E’ un acquisto della fiera primaverile Abilmente dell’anno scorso, allo stand di Workshop; è esagonale, in cartone bianco.
Non amo particolarmente le decorazioni floreali tipiche del decoupage - in realtà sono quelle del decoupage pittorico che non apprezzo molto - , ma questa volta avevo proprio voglia di appiccicare fiorellini qua e là.
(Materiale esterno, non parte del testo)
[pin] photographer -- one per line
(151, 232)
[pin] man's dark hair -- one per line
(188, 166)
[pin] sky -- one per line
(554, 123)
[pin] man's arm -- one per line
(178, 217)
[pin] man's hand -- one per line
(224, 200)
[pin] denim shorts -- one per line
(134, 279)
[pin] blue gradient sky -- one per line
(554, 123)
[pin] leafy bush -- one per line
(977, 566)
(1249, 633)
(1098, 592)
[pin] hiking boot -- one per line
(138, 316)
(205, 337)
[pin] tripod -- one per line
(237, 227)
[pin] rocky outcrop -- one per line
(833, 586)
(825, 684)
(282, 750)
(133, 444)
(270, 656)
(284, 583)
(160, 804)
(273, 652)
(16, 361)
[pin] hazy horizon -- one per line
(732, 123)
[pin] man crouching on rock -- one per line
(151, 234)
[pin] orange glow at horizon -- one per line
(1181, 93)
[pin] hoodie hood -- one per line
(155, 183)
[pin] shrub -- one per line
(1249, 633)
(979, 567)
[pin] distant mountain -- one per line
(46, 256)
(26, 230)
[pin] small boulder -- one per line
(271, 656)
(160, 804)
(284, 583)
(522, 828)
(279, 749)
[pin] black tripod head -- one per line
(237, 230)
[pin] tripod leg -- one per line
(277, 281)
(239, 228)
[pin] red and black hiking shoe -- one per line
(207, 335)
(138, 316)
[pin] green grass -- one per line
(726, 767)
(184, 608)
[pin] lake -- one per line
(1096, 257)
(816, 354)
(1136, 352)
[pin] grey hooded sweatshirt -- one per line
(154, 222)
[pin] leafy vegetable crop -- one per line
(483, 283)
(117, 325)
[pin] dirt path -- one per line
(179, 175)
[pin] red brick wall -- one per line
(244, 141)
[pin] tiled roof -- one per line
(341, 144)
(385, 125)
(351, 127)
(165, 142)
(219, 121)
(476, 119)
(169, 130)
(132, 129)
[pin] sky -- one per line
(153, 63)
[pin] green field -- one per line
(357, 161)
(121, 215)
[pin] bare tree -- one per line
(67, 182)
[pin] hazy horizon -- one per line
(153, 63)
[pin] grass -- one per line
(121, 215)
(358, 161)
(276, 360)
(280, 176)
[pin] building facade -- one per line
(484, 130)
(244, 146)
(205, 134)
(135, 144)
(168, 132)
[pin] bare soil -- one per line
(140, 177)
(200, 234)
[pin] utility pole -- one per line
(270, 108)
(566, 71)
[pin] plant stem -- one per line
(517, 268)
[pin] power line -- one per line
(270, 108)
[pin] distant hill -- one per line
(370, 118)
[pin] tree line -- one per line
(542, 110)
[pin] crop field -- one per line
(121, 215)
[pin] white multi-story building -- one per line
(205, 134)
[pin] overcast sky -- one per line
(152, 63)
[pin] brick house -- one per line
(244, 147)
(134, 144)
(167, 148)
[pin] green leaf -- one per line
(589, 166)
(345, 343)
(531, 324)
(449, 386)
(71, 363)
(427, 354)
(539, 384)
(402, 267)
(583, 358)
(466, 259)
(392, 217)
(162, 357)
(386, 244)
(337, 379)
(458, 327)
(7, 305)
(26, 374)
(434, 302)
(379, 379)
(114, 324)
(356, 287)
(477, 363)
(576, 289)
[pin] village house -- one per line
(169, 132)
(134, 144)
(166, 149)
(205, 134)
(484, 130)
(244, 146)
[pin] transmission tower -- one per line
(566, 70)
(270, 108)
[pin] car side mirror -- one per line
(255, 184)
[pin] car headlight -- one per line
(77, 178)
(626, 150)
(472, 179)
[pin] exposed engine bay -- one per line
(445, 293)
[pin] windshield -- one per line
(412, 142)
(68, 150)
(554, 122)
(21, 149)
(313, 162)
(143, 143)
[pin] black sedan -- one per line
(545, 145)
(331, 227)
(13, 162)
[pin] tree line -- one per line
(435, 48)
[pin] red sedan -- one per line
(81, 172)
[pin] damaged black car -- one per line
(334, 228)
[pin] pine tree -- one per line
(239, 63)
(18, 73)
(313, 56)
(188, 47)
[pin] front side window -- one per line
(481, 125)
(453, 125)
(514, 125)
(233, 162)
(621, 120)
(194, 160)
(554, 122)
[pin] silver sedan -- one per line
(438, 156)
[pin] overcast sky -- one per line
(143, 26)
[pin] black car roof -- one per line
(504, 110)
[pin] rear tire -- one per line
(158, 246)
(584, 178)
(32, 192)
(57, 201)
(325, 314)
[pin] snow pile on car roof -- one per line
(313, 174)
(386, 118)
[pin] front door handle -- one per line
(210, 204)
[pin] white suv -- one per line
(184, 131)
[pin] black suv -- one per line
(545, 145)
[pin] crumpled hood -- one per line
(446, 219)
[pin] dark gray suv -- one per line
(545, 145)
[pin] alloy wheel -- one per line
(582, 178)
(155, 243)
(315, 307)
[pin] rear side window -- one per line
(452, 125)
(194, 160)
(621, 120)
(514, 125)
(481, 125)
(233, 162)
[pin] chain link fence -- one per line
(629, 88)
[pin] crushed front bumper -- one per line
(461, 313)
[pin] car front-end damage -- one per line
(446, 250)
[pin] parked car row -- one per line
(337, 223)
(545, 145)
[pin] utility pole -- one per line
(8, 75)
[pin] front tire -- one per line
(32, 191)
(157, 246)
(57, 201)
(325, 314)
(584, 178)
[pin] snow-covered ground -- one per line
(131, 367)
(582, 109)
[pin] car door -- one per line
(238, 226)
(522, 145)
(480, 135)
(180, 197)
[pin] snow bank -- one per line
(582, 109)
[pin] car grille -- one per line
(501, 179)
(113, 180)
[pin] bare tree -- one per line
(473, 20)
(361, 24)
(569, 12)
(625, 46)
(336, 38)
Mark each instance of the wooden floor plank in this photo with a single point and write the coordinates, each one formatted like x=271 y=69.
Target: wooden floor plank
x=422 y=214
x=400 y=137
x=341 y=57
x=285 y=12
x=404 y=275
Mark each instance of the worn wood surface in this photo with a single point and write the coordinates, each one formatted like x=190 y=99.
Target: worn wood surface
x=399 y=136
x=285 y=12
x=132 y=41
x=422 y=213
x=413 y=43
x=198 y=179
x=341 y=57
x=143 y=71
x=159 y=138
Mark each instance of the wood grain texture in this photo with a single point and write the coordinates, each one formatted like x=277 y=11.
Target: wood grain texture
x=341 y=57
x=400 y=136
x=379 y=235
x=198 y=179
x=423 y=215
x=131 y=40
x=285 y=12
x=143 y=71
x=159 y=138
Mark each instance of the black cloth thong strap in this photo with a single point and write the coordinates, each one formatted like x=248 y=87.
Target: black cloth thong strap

Questa tecnica ha forse già superato il “passo”, e ora è in discesa.
Il decoupage ha avuto un successo incredibile - inutile raccontare ora la storia, che potrete leggere ovunque (e non qui :) -, tanto da creare un mondo di prodotti, distribuiti da varie case produttrici.
Pur avendo sperimentato tante varianti, in questo marasma di tecniche/effetti/anticature/imitazioni ecc. ecc. rimango fedele al decoupage classico, quello del “colora, ritaglia, incolla, proteggi”. E il sotto-vetro è tuttora il mio preferito.

E’ vero che sono pigra, ma in realtà c’è anche un’altra questione che mi trattiene dal decoupare, ed è la collocazione fisica degli oggetti da me amorevolmente decorati :) Non faccio mercatini e non voglio riempire casa di soprammobili, quindi, mi appresto al “taglia e incolla” solo a condizione che ci sia un utilizzo finale.
Questa scatola fiorata, ad esempio, mi serve per contenere tutti i cd che diventeranno altered-cd.